While there is an important role for advocacy, it too easily becomes a surrogate for, and distraction from considering purpose. But how are we to go about the question of purpose keeping in mind that out task is to consider the purpose of music education within a general education for all pupils?

Creating a framework for addressing the question of purpose

I am grateful to Gert Biesta for offering a framework for addressing the ‘what for’ question. Biesta proposes that there exist three different yet interrelated functions that education performs. And by considering these as a composite framework it becomes possible to discuss and dispute what the purposes of education are and for our purposes here to consider what the purposes of music education might be.

The first is Qualification.

Qualification – the process that provides for the knowledge, skills, and understandings [1] that allow us to do something. What has our education allowed us to do? What has it enabled us to know and understand, think about, make judgements about? How has it enabled us to find a place in the world, the world of work, the world of leisure, community life, family life?

How has it enabled us to enter into discourse about the world, to be politically literate, for example?

Understandably, the qualification function is given great significance in any system of education. And some would argue that it is not only a necessary but a sufficient purpose.

In the case of music we might ask in the most general of terms, and remember we are thinking about a general music education for all children: in what ways does a music education qualify the child to do musical things-equipping them with knowledge, skills and understandings TO MAKE MUSIC WELL? 

‘Well’ – what does this imply? I have in mind making music in a way that is ethically sound, that engenders good relationships and in which all who take part flourish. [2]

This then is the first of three purposes.

All pupils should be equipped with the knowledge, skills and understandings to make music well.

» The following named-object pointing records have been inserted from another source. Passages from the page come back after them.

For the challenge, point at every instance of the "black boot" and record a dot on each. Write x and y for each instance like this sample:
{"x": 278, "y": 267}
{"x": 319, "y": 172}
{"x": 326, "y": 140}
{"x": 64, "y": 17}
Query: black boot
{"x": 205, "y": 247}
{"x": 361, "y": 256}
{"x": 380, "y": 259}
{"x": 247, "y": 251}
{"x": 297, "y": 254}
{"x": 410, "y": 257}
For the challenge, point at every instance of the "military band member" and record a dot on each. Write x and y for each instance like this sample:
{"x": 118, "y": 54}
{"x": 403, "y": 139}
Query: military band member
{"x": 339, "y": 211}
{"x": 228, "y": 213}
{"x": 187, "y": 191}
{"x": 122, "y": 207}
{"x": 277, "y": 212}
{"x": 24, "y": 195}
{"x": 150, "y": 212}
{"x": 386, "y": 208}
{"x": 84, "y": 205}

But this needs to be made sense of alongside my second and third purposes.

Next week the second purpose arising from education’s socialisation function.

Notes:

[1] The nature of musical knowledge, skills and understanding is of course a point of debate and much confusion. See, for example, Embodied Musical Knowledge ; Practical Wisdom

In finding purpose a common starting point is what is the nature of music? And then questions such as: what is education? What is music education? What is the nature of childhood? What kind of citizens do we want? What kind of society etc.?

The approach adopted, following Biesta, starts elsewhere while reaching into these questions.

[2] I recently read the accounts of two integrative music projects bringing together pupils from special schools for children with moderate and severe learning difficulties with children in mainstream schools. In one case music was made well. In the other it was not.

Making music well invokes an ethical framework for music making. See Ethical Significance of Music Making and ‘Through the Lens of Levinas: An Ethnographically-informed Case Study of Pupils’ Practices of Facing in Music-making’, Kathryn Jourdan, PhD University of Cambridge, Faculty of Education. (May not yet be available on-line.)